2. Population_sampling

VCMNA307: level 9: Apply set structures to solve real-world problems

Exploring variation in proportion and means of random samples, drawn from a population

2.1. Population mean

Population mean \(\mu\) = \(\displaystyle \frac{\text{sum of all population values}}{\text{population size}}\)
To get the population mean, collect numerical data about every object in a population and calculate the mean using the formula above.
It is usually impractical or costly to be able to determine the population mean exactly.

2.2. Sample Mean

Sample mean \(\bar{x}\) = \(\displaystyle \frac{\text{sum of all sample values}}{\text{sample size}}\)

The sample mean is found by selecting a sample from the population and determining its mean instead.
The sample mean will vary from sample to sample.
The more representative the sample is of the population or the larger the size of the sample, the more likely the sample mean will provide a good estimate of the population mean.

2.3. Sample Means: Increasing samples

What is the effect of increasing the number of samples taken on the estimate of the population mean?
The code below generates a population of 10000 individuals with a mean of 50 and a standard deviation of 10.
It then draws random samples of a given size from the population and calculates the sample means.
Finally, it plots histograms of the sample means to visualize their variation.

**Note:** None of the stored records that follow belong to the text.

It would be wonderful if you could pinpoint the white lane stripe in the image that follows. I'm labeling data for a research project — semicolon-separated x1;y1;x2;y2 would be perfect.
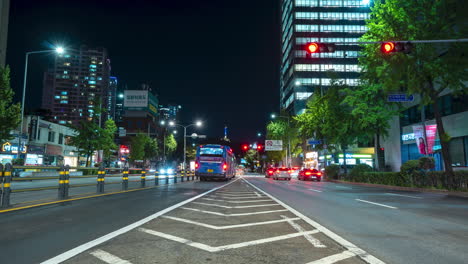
41;179;239;264
181;207;288;216
281;215;327;248
161;215;300;230
192;202;279;209
208;195;266;200
90;249;132;264
202;198;271;203
138;227;318;253
355;199;398;209
243;178;385;264
385;193;422;199
307;250;356;264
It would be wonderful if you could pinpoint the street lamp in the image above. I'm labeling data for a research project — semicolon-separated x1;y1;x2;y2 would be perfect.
169;121;203;171
18;46;65;157
271;114;291;167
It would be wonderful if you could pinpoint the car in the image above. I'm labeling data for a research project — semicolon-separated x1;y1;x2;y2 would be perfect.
273;167;292;181
265;167;276;178
297;169;322;181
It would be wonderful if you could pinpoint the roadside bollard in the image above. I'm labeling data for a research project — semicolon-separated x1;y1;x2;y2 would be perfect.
97;167;106;193
122;167;128;191
140;170;146;188
2;163;13;208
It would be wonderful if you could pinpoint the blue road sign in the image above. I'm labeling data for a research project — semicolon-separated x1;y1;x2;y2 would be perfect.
387;94;414;102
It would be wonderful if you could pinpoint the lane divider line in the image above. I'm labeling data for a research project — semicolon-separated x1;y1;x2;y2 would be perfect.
138;227;318;253
385;193;422;199
243;179;385;264
192;202;280;209
307;250;356;264
355;199;398;209
180;207;288;216
281;215;327;248
161;215;300;230
41;179;239;264
202;198;271;203
90;249;132;264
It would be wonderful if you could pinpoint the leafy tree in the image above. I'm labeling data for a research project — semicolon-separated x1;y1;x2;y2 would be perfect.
101;119;118;165
0;67;21;143
360;0;468;185
71;120;103;167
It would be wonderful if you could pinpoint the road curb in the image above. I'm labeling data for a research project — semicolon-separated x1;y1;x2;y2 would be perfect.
327;180;468;198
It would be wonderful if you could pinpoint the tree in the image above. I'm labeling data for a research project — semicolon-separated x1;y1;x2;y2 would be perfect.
101;119;118;165
0;67;21;143
71;120;103;167
343;82;399;168
360;0;468;185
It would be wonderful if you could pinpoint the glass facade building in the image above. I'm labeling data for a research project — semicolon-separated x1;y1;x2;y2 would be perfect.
280;0;370;115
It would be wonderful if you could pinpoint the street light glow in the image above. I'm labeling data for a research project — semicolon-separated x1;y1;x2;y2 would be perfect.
55;47;65;54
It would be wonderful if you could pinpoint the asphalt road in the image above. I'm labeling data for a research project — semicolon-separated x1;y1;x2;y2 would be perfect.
0;176;468;264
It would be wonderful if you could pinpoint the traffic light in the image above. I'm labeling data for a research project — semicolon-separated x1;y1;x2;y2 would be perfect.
306;42;336;54
380;41;413;54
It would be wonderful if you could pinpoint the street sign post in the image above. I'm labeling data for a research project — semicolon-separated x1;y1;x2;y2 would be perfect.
265;140;283;151
387;94;414;103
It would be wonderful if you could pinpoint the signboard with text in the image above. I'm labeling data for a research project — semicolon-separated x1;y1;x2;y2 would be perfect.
265;140;283;151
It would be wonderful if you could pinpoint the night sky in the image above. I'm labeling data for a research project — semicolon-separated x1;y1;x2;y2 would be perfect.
7;0;280;141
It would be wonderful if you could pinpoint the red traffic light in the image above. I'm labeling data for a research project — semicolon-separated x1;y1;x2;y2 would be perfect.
306;42;319;53
380;42;395;53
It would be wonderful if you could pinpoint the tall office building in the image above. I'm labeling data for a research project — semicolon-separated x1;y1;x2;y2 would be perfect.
42;46;111;125
0;0;10;67
280;0;370;115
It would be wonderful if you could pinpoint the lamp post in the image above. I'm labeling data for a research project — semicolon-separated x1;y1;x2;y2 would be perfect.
169;121;202;170
271;114;291;167
18;47;65;157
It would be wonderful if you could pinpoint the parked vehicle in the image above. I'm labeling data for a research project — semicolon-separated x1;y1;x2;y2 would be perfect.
195;144;236;181
273;167;292;181
265;167;276;178
297;169;322;181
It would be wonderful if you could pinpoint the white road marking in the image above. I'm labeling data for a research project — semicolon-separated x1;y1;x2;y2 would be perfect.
90;249;132;264
308;189;322;192
209;195;266;200
243;179;385;264
355;199;398;209
41;178;240;264
138;227;318;253
307;250;356;264
202;198;271;203
162;215;300;230
193;202;279;209
181;207;288;216
281;215;327;248
385;193;422;199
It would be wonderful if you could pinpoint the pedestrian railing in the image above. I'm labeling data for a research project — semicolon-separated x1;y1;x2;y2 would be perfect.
0;164;196;208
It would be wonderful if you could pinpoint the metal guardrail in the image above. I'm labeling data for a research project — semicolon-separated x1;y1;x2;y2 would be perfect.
0;164;198;208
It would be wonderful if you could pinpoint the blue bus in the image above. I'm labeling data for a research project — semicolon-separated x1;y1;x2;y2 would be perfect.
195;144;236;181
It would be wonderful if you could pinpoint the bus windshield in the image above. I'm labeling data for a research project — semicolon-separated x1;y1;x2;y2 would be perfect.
200;148;223;157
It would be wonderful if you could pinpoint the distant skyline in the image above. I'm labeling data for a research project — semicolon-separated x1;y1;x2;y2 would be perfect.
7;0;280;141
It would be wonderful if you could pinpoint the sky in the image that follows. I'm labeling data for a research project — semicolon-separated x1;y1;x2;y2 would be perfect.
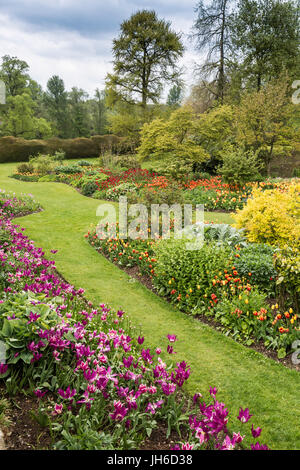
0;0;199;96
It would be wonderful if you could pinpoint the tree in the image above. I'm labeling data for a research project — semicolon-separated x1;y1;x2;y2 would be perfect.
235;74;299;175
106;10;183;109
69;87;91;137
90;88;107;135
0;55;29;96
44;75;68;137
1;91;52;139
167;84;183;107
192;0;231;103
231;0;300;90
0;55;30;96
138;107;209;176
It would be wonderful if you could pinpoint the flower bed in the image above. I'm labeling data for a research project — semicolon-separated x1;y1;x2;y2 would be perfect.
184;176;298;211
86;225;300;358
0;189;41;217
0;193;267;450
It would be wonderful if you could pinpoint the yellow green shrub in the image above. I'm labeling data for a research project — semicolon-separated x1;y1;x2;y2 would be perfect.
234;183;300;246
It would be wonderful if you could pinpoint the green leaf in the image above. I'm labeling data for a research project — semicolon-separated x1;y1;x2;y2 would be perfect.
277;348;286;359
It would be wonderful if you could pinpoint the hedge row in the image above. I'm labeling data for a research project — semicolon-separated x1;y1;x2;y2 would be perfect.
0;135;133;163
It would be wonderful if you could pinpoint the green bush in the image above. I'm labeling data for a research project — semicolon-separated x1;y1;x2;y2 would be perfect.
0;135;132;163
127;184;184;207
153;239;232;313
106;183;137;201
77;160;92;166
234;243;277;294
17;163;34;175
219;147;262;186
11;174;39;182
81;180;98;196
93;190;106;199
54;164;82;175
39;175;56;183
29;154;56;176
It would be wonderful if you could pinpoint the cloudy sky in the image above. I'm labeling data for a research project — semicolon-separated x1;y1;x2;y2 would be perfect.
0;0;202;98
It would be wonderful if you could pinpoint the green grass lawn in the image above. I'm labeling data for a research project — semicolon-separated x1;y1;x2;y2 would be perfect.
0;164;300;449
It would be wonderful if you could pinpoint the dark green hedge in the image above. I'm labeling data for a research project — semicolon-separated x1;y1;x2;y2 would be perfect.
0;135;133;163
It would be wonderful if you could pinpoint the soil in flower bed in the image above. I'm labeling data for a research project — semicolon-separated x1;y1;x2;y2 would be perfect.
3;394;51;450
98;251;300;372
3;394;184;450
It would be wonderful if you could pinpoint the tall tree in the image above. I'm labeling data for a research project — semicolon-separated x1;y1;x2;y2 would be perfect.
0;55;30;96
192;0;231;103
106;10;184;109
231;0;300;90
91;88;107;135
235;74;300;175
167;84;183;107
44;75;68;137
1;91;52;139
68;87;91;137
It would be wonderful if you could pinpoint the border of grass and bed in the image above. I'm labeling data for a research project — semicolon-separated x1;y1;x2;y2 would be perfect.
0;164;300;449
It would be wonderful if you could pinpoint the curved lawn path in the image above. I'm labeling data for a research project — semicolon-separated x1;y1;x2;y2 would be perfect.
0;164;300;449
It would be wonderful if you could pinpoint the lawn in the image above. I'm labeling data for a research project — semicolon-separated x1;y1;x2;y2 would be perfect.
0;164;300;449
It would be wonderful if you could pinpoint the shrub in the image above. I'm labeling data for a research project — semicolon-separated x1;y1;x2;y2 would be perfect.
234;183;300;246
29;154;56;176
17;163;34;175
153;239;231;313
274;246;300;312
39;175;57;183
127;184;184;207
0;135;132;163
219;147;262;186
93;190;106;199
54;164;82;175
235;243;277;294
76;160;92;166
106;183;137;201
81;180;98;196
53;150;66;162
138;107;209;177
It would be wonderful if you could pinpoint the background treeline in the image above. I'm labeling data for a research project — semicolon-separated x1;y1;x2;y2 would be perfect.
0;0;300;175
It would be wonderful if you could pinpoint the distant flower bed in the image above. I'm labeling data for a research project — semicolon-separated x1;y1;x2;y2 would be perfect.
86;220;300;358
0;189;41;217
185;176;291;211
0;193;267;450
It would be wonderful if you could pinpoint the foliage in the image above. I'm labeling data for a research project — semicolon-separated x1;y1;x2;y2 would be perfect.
0;190;41;220
0;55;29;96
43;75;69;138
274;245;300;311
234;243;277;295
17;162;34;175
154;239;230;312
105;183;136;201
0;206;266;450
193;0;231;103
231;0;300;88
1;91;52;139
219;147;262;186
81;181;98;196
138;107;209;176
236;75;299;175
106;10;183;108
54;163;82;175
234;183;300;246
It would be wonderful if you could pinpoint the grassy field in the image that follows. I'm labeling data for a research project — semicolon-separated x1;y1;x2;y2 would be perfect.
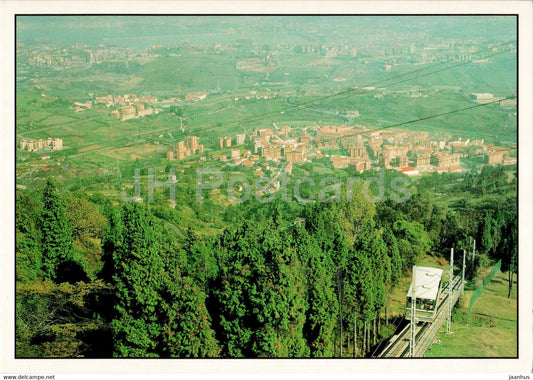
426;272;517;358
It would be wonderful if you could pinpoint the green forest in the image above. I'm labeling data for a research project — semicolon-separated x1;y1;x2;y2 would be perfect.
15;166;518;358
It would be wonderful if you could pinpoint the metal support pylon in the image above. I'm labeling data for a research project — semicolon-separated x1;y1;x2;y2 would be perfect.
446;248;453;334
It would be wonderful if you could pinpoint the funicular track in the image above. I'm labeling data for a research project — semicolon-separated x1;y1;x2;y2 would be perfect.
372;276;464;358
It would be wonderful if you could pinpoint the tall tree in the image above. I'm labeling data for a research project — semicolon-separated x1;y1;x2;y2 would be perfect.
41;179;74;281
295;228;338;357
112;204;165;357
498;211;518;298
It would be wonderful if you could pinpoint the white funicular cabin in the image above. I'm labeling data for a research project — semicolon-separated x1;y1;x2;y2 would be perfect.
405;267;442;322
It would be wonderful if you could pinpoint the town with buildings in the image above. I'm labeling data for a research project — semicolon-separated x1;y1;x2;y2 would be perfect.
166;122;517;176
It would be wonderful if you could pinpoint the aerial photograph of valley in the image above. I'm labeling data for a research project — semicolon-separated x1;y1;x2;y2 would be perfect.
14;15;516;361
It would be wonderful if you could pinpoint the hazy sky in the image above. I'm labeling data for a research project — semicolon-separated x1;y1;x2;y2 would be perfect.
17;16;516;47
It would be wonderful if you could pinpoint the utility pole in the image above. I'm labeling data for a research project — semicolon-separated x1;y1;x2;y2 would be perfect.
409;265;416;357
472;239;476;271
446;248;453;334
461;249;466;294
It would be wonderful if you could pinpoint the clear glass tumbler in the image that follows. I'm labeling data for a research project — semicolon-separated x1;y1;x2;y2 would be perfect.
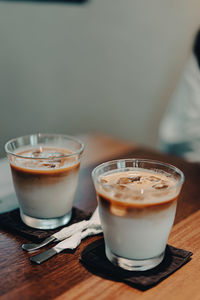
92;159;184;271
5;134;84;229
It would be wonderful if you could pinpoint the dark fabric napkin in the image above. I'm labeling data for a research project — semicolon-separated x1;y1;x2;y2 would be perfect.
0;207;91;242
80;239;192;290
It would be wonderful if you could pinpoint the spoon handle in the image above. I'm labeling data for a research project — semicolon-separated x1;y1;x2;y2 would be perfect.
22;235;56;252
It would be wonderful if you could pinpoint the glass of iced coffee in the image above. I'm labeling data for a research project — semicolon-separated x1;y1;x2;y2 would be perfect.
5;134;84;229
92;159;184;271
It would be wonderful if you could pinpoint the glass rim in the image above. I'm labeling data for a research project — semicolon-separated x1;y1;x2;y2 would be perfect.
92;158;185;192
4;133;85;160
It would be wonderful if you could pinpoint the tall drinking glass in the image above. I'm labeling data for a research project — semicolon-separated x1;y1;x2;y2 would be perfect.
5;134;84;229
92;159;184;271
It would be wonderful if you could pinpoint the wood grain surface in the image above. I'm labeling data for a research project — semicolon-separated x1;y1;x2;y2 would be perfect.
0;135;200;300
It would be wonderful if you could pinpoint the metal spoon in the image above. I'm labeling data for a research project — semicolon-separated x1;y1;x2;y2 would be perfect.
22;207;100;252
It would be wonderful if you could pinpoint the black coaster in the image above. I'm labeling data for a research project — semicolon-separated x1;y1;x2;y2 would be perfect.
0;207;91;241
80;239;193;290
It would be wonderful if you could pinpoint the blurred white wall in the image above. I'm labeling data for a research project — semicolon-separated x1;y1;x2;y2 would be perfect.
0;0;200;155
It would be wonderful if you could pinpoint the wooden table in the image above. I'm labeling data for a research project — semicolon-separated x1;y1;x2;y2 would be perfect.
0;134;200;300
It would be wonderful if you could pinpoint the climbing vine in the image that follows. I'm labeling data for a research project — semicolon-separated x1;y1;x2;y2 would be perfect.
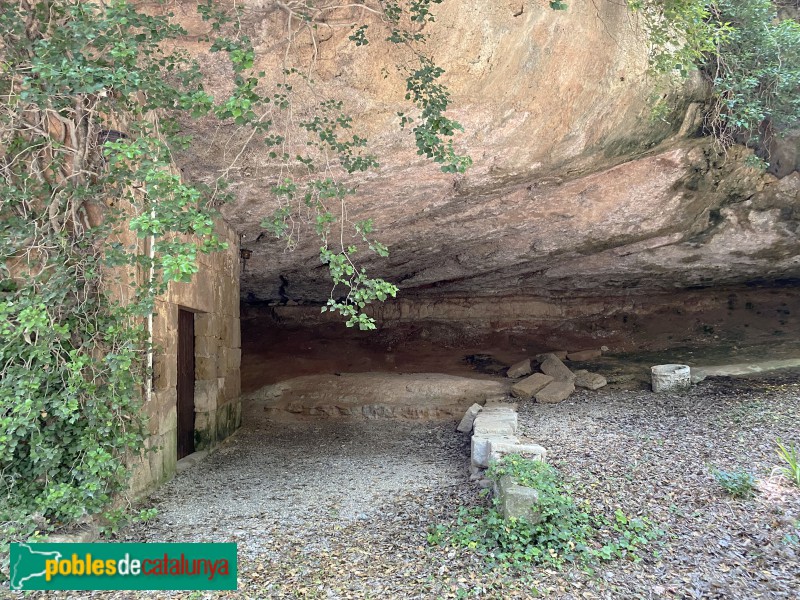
628;0;800;161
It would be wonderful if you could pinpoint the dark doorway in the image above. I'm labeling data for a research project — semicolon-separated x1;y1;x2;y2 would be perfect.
178;309;194;460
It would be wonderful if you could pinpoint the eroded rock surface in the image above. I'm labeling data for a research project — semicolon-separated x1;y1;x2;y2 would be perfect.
244;373;510;419
161;0;800;313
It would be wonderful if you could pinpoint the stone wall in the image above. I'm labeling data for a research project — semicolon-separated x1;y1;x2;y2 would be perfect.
126;221;242;495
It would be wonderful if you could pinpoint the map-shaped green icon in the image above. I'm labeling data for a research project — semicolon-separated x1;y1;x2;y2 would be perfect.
9;544;61;590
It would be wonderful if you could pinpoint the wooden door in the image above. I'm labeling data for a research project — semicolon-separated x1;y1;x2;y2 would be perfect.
178;309;194;460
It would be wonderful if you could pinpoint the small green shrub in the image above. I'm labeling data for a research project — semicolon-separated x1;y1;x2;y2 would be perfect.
428;455;661;568
711;469;756;498
776;438;800;487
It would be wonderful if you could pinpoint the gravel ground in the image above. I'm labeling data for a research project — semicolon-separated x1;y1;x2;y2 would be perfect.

Increasing the number of samples drawn from a population generally leads to more accurate estimates of the population mean.
This is because as the number of samples increases, the distribution of sample means tends to become more tightly clustered around the true population mean.
This phenomenon is known as the Central Limit Theorem.

In other words, as the number of samples increase, the sample means are more likely to be close to the population mean, and the variation among the sample means decreases.

This can be seen in the histograms above: as the number of samples increases, the histograms become taller and narrower, indicating that the sample means are becoming more concentrated around the population mean.

"""histograms increasing the number of samples
"""
from pathlib import Path
import numpy as np
import matplotlib.pyplot as plt

currfile_dir = Path(__file__).parent

# Set the population parameters
population_size = 10000
population_mean = 50
population_std = 10

# Generate the population
population = np.random.normal(loc=population_mean, scale=population_std, size=population_size)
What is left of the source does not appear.